I have written before I did not learn to cook while growing up. I studied, read, played and then worked. I would come home to food cooked for me. Similarly, I did not go to the market to buy fish, meat or vegetables. On a side note, as I write this, it sounds so privileged but trust me, many of my compatriots grew up the same way in middle class Kolkata.
Due to my inexperience in shopping for food, I do not recognize half the fish that was bought, cleaned and cooked in our house. And I also do not recognize the zillion greens or shaak that baba brought home. Baba is a leafy green connoisseur. He can distinguish between palang shak (spinach), pui shak (no idea what that is called in English), shorshe shak (mustard greens) methi shak (again, no idea what this is in English), mulo shak (radish greens, if that is a thing), and many, many others. He diligently bought leafy greens, had our cook prepare them for the family and insisted we all eat it. I hated every one of them of course, turned up my nose and complained. Now, in my middle age, I crave each of them – slightly sauted with garlic, nigella seeds, dried red chilli, some mustard….

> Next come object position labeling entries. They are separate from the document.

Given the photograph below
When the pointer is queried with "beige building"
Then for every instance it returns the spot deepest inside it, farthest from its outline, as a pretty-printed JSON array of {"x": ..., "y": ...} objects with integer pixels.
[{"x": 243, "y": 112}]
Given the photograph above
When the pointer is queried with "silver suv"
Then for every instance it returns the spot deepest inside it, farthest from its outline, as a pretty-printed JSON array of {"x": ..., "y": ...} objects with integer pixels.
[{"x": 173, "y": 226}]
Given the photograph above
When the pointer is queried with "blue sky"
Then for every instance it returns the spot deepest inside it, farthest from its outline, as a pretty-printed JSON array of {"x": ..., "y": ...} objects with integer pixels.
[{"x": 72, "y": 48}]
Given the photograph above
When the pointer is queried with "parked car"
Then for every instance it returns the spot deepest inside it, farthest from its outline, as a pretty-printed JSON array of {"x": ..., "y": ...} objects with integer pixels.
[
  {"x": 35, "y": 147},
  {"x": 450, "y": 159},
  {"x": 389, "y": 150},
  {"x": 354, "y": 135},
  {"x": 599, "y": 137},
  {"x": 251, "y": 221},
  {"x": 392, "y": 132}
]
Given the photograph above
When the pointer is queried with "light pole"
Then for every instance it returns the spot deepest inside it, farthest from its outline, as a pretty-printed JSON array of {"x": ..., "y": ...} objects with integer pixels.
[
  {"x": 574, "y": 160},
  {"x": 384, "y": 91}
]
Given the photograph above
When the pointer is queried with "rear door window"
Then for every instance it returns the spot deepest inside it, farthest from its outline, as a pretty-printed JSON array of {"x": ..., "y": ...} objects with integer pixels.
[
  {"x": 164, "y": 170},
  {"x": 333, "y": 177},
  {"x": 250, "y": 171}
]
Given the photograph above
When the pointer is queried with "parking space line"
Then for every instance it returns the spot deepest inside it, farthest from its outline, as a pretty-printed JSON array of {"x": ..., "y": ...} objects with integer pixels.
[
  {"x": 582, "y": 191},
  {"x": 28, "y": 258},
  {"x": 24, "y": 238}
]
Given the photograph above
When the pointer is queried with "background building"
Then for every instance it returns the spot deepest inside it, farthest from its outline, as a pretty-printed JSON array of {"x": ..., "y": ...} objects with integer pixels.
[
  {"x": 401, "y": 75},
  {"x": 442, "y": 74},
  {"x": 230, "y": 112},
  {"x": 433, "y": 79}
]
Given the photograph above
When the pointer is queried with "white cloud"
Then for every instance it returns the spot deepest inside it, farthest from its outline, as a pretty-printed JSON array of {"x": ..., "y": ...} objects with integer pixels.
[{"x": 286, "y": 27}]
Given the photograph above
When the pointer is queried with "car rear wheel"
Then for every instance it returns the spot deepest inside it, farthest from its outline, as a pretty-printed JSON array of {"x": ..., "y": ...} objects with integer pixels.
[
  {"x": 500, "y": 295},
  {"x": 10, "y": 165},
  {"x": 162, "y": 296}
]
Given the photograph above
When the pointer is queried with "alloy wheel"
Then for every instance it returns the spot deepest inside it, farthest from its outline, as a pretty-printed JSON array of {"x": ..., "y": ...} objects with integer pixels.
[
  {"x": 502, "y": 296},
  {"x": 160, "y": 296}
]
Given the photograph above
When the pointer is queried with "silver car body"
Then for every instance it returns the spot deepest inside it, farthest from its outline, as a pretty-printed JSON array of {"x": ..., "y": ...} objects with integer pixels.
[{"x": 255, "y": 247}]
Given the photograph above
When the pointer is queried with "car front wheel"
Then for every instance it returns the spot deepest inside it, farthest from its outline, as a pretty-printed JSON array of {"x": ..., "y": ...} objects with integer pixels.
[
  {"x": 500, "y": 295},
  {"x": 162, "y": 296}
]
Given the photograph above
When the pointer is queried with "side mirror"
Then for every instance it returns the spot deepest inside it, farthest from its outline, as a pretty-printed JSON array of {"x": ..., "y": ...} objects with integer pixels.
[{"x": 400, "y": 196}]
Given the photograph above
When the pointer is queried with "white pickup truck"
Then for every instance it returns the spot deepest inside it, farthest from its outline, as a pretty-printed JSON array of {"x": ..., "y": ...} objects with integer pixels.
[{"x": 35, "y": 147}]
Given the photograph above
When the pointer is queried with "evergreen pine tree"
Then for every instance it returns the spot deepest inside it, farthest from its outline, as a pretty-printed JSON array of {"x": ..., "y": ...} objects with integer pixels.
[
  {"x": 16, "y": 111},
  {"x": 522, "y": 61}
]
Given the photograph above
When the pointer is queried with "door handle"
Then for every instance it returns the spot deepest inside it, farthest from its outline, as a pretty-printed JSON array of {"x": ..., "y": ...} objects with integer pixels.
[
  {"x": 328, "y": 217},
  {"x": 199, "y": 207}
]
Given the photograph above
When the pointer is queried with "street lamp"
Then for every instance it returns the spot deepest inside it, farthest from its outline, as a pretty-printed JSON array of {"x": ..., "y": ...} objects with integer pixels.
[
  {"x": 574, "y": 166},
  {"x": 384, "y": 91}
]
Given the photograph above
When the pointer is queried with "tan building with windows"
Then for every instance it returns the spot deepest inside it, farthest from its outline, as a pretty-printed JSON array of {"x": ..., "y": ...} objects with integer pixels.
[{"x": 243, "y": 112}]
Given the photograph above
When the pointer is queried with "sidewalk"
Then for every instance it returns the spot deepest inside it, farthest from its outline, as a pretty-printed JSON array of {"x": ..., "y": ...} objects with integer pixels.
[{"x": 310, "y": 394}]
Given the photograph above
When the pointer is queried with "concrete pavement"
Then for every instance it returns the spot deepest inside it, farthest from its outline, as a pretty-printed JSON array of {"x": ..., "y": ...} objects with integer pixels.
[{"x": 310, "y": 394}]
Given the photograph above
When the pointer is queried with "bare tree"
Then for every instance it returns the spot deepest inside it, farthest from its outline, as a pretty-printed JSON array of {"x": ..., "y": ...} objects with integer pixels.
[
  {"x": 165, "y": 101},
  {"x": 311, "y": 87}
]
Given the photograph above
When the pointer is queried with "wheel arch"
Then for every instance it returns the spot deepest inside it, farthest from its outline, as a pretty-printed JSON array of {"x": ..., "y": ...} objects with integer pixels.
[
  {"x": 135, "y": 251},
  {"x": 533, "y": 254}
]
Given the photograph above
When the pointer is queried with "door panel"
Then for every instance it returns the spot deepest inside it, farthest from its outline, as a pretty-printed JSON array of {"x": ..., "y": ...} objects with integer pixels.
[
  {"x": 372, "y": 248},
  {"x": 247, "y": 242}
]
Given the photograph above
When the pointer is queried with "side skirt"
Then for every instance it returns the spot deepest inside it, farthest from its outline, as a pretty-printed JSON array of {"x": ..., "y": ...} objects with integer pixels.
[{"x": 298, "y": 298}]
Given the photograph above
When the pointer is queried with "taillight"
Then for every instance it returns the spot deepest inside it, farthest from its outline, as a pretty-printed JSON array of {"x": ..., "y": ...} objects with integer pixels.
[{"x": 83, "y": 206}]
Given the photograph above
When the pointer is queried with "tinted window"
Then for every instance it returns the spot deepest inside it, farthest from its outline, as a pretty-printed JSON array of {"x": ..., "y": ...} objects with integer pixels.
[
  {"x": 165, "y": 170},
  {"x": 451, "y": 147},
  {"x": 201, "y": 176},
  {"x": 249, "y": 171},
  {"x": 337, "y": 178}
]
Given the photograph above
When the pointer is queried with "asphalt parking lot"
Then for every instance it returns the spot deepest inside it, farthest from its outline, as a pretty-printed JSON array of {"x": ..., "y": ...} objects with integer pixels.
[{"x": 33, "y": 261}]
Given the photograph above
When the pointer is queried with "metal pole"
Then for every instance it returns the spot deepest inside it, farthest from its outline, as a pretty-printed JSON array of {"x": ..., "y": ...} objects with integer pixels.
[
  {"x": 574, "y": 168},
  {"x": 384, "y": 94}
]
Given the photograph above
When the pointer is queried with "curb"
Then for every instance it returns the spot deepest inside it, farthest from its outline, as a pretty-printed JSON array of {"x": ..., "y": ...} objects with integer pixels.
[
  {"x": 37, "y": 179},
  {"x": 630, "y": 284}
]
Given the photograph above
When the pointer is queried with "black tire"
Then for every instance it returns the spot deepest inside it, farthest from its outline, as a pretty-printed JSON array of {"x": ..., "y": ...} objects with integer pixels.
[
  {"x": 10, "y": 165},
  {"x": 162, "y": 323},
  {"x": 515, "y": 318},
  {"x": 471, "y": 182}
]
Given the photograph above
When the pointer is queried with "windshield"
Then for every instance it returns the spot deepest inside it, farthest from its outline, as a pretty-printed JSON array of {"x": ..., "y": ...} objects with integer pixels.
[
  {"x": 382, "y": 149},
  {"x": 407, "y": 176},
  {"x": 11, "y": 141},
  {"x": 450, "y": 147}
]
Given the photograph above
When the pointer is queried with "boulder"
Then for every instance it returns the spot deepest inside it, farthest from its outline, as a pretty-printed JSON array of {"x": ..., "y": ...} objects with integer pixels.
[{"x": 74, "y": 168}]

Anyway, yesterday I dragged my son and my husband to an Indian grocery store to buy Hilsa fish – one of the few that I know well. I also bought a huge bag of greens which I presumed to be spinach. This morning, as I opened up the bag of greens and inspected the giant leaves and sturdy stalk, doubts crept in my mind. Is this truly spinach?

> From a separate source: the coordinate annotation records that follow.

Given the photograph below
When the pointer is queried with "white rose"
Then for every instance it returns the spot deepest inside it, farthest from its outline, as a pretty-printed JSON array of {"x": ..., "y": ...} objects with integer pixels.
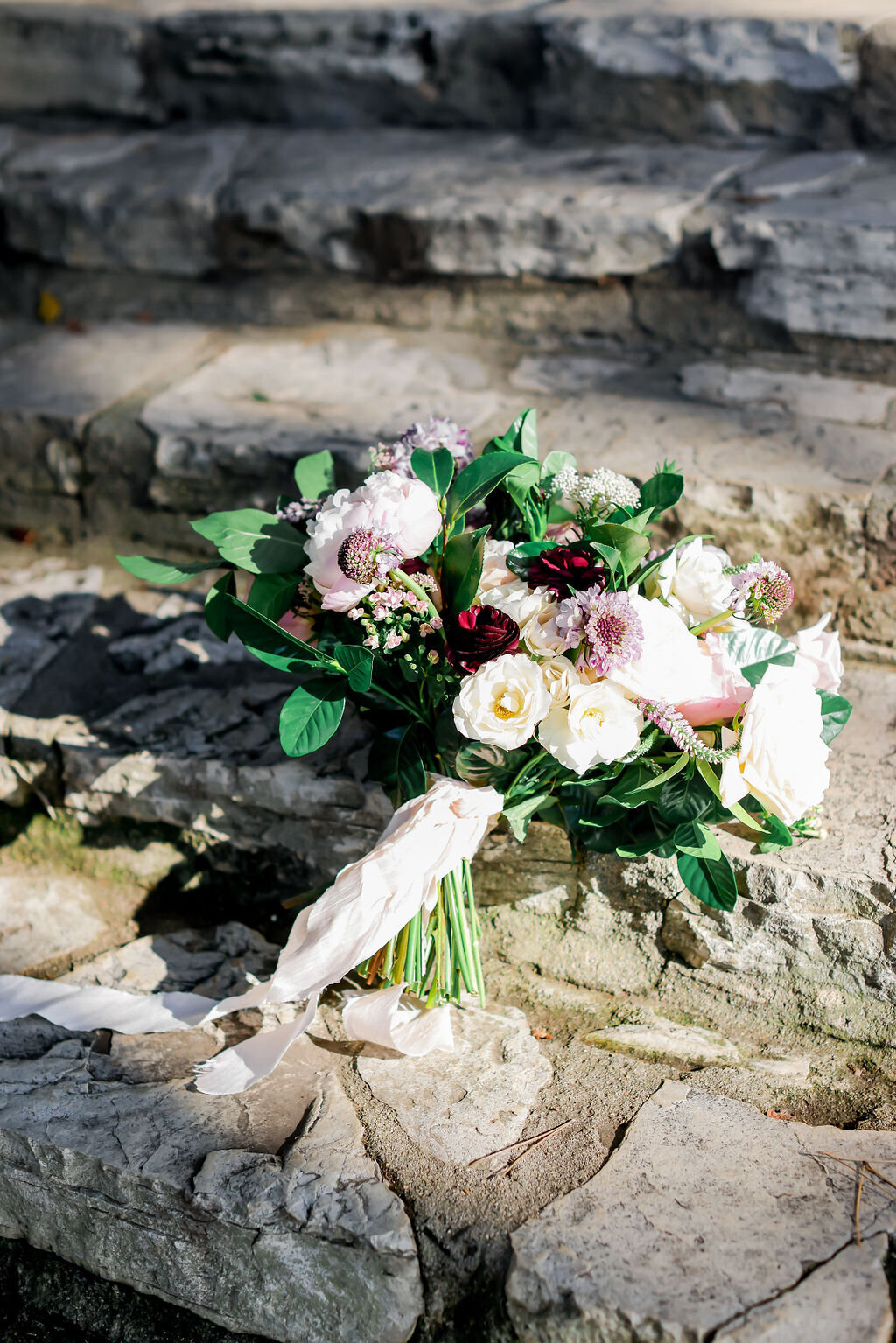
[
  {"x": 693, "y": 583},
  {"x": 597, "y": 727},
  {"x": 502, "y": 702},
  {"x": 818, "y": 652},
  {"x": 559, "y": 675},
  {"x": 673, "y": 667},
  {"x": 540, "y": 633},
  {"x": 782, "y": 756}
]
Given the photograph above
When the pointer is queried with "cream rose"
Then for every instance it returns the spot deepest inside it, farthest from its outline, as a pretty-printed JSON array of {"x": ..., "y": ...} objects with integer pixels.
[
  {"x": 597, "y": 727},
  {"x": 387, "y": 504},
  {"x": 673, "y": 665},
  {"x": 540, "y": 633},
  {"x": 693, "y": 582},
  {"x": 818, "y": 652},
  {"x": 782, "y": 758},
  {"x": 559, "y": 675},
  {"x": 502, "y": 702}
]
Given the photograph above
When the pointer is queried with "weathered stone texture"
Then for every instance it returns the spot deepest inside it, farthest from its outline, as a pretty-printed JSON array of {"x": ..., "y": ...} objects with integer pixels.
[
  {"x": 261, "y": 1212},
  {"x": 695, "y": 1192}
]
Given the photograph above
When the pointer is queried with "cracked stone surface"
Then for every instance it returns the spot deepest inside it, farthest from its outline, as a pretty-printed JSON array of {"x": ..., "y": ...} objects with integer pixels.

Sean was in the kitchen getting in my way. In reality, he was making blueberry pancakes for breakfast. I asked him if he knew what those greens were. I made him smell the leaves:
“Is this spinach? This is spinach, right?” I wanted reassurance.
He shrugged, “I have never seen leaves so big.”

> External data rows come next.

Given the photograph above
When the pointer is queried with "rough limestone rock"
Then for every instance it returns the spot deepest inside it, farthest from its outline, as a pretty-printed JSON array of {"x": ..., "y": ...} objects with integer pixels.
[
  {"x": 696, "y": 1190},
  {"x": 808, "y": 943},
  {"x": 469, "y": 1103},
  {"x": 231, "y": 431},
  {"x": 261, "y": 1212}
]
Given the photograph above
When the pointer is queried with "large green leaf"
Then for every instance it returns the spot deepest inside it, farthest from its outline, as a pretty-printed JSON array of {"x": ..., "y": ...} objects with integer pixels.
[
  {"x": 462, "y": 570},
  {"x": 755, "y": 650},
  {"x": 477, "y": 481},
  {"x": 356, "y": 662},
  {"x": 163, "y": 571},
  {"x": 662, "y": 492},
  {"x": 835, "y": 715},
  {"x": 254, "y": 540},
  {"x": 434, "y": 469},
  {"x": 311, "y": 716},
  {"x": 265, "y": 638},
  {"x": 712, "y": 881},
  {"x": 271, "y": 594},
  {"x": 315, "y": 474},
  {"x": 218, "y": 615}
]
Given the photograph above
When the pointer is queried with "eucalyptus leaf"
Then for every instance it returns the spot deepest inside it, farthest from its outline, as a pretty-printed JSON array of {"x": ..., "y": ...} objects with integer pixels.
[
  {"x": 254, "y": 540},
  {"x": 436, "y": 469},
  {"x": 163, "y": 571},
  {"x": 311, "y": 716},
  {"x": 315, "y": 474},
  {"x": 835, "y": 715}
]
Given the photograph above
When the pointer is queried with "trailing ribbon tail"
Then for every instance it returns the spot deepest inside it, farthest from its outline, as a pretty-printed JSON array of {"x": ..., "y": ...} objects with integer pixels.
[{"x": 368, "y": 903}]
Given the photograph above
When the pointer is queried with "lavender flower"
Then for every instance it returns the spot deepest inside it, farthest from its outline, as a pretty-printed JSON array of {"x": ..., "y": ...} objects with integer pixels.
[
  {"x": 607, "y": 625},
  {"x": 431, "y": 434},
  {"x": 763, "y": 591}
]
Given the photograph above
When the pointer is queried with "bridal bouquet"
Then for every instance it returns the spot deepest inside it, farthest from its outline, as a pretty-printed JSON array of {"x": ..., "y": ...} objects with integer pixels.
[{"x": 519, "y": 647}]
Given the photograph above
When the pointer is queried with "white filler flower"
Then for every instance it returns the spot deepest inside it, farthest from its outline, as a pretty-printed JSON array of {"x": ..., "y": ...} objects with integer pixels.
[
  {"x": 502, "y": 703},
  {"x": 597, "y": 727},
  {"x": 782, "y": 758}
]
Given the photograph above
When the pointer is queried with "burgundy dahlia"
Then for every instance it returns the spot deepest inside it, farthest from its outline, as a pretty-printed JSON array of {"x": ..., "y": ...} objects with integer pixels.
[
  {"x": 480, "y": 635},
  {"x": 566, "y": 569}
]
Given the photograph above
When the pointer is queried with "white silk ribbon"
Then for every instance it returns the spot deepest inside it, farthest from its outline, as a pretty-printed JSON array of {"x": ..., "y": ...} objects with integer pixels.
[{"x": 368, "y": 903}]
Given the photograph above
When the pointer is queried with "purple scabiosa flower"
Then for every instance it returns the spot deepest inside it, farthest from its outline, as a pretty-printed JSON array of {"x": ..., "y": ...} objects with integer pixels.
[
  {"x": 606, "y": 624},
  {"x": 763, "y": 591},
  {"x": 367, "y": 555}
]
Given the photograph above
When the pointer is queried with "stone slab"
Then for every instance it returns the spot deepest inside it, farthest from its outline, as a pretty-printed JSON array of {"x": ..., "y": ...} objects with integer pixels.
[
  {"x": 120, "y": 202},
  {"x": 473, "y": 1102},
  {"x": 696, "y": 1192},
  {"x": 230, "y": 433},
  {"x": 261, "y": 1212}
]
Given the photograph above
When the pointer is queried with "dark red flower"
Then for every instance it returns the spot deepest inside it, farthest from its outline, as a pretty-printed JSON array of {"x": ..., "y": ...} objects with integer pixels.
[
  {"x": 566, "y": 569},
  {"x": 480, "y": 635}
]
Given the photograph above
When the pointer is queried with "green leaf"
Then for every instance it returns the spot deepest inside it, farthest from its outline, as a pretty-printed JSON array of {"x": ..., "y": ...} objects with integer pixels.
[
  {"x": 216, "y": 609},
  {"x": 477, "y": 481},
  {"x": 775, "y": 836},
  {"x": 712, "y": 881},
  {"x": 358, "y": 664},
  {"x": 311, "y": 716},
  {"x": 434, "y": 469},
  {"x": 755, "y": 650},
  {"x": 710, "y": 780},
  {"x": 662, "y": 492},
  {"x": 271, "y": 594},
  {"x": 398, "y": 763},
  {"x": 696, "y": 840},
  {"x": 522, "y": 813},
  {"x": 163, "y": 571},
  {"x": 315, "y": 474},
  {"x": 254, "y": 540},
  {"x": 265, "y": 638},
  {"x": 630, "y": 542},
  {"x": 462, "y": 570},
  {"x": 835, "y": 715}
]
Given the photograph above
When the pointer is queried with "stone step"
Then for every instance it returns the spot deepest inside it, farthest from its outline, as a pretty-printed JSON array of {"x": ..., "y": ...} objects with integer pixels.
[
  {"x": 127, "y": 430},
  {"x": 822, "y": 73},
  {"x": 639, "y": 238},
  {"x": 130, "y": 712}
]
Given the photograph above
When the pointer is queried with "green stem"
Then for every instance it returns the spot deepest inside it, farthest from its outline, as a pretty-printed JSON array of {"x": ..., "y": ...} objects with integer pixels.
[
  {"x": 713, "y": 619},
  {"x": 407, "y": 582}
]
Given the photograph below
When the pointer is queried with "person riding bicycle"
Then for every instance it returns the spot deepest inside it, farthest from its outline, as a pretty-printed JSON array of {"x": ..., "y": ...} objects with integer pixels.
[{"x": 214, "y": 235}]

Now you have to know, our acquaintance of spinach is truly limited to boxes of baby spinach from the supermarket. Hesitantly, I chopped the leaves and started prep work for my ‘chocchori’ – a bengali version of veg medley.
“Listen, sue the store if I die by consuming these strange leaves. Make yourself some money. Profit from my death.” I gave him sage advice.
“Well, I can’t!” He replied.
“Why not?” I asked, puzzled. In this country you sue the heck out at the drop of a hat.
“You don’t know if they were selling these leaves to eat! For all you know, these may be meant for cleaning the toilet!”
I had just mixed the leaves in a pan with the other vegetables that I had painstakingly chopped and turned the stove on.
I turned and glared at him. He chuckled.